From 1859, we have a bilingual document, its upper part in Urdu and the lower in Hindi, and bearing the multi-lingual and multi-scribal seal of the Superintendent of Dhar. It is a self-described parvāna, addressed to all ʿilāqedārs of the area, that Thākur Motichand’s son was to be married in a few days’ time; the bārāt (wedding procession) would follow a certain route, which was elaborated. The ʿilāqedārs were instructed to allow the procession to pass through those areas and to take care of the travellers’ possessions. The documents listed the soldiers, ponies, mace-bearers, palanquins, elephants and men who would accompany the procession.Footnote 56

As a parvāna, the document situates itself in connection with Mughal documents of order that we have been discussing from the beginning of the book. It also bears the abbreviated invocation ‘Alif’, which, as we know, is a shortening of Bismillah. Linguistically, however, this is the first and only legal or administrative document in the collection that is wholly or partially in Urdu, by which I mean Hindi written in the modified Perso-Arabic script with a slightly increased proportion of Persian-origin words. The seal that heads the document is similarly multi-lingual and multi-scribal – the outer rim in Nagri script, spelling out the English word ‘superintendent’ and the centre in Perso-Arabic script.

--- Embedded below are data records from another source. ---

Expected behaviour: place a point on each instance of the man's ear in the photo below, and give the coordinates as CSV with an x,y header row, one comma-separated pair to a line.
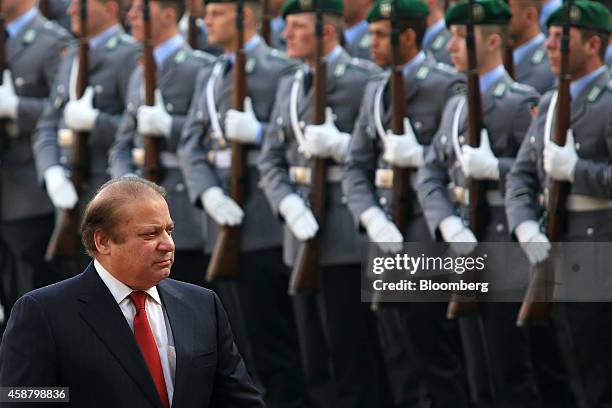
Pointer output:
x,y
102,242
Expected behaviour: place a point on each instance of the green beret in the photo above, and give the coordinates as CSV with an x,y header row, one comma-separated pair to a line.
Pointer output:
x,y
584,14
486,12
408,9
308,6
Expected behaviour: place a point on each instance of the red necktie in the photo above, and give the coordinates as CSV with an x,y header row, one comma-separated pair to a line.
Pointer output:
x,y
148,347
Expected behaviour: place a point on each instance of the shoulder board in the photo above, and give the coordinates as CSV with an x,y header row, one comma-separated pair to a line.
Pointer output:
x,y
521,88
363,65
538,56
445,69
500,90
595,93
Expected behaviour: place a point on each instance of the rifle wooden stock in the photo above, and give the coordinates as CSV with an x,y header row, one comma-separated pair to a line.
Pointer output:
x,y
466,305
266,29
537,307
305,276
226,254
193,37
152,167
65,239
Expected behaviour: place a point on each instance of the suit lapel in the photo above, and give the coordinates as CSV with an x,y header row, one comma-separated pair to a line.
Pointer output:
x,y
102,314
181,319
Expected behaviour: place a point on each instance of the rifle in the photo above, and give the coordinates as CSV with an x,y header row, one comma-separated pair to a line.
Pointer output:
x,y
152,167
305,274
65,238
266,29
533,309
477,205
401,176
193,37
224,260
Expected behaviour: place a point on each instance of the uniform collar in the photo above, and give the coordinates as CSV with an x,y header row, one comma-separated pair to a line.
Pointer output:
x,y
487,80
432,31
104,36
413,63
521,52
577,86
15,26
118,289
351,34
165,49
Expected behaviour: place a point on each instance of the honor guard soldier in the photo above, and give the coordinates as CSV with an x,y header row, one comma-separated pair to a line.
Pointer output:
x,y
506,113
584,163
33,49
335,321
113,55
206,160
368,186
437,35
177,69
356,35
531,65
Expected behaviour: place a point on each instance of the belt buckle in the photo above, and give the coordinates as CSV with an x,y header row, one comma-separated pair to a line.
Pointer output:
x,y
384,178
300,175
138,156
65,138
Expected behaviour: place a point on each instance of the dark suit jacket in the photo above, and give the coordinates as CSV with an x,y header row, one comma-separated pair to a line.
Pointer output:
x,y
73,334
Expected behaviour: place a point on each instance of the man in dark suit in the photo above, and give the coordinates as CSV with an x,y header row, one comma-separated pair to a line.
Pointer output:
x,y
120,334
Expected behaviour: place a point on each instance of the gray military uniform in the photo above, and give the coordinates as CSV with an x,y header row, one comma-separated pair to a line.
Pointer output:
x,y
534,70
437,47
345,80
176,77
26,213
506,107
204,156
110,67
368,183
583,327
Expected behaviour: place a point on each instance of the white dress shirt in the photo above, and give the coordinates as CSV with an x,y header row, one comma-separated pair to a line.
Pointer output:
x,y
158,320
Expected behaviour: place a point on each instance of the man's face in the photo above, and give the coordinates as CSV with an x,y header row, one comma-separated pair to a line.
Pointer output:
x,y
577,49
98,15
300,35
145,256
135,17
220,21
380,47
457,47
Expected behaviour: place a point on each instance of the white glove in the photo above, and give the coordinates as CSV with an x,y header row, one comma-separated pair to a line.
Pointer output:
x,y
8,97
60,189
221,208
242,127
326,140
154,120
403,150
560,161
535,244
480,163
460,237
381,230
80,115
298,217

Competition and conflicts over processional precedence and ritual hierarchy, and their sublimation and reformulation through colonial judicial processes have been studied in connection with temples in early colonial southern India, as well as monastic groups in the north.Footnote 57 These legally and administratively mediated conflicts, apparently derived from pre-modern honours systems, shade into more collective tussles for the physical and metaphorical occupation of public space that, as ‘communal riots’ came to blight nation-formation in South Asia.Footnote 58 Our bilingual document about a wedding procession of a Thākur’s son in a princely state offers us a different angle for legal management of public space, which evokes both the aura of ‘royal’ power and its typical accoutrements (elephants, palanquins and so on) and modern governance (stamp-paper).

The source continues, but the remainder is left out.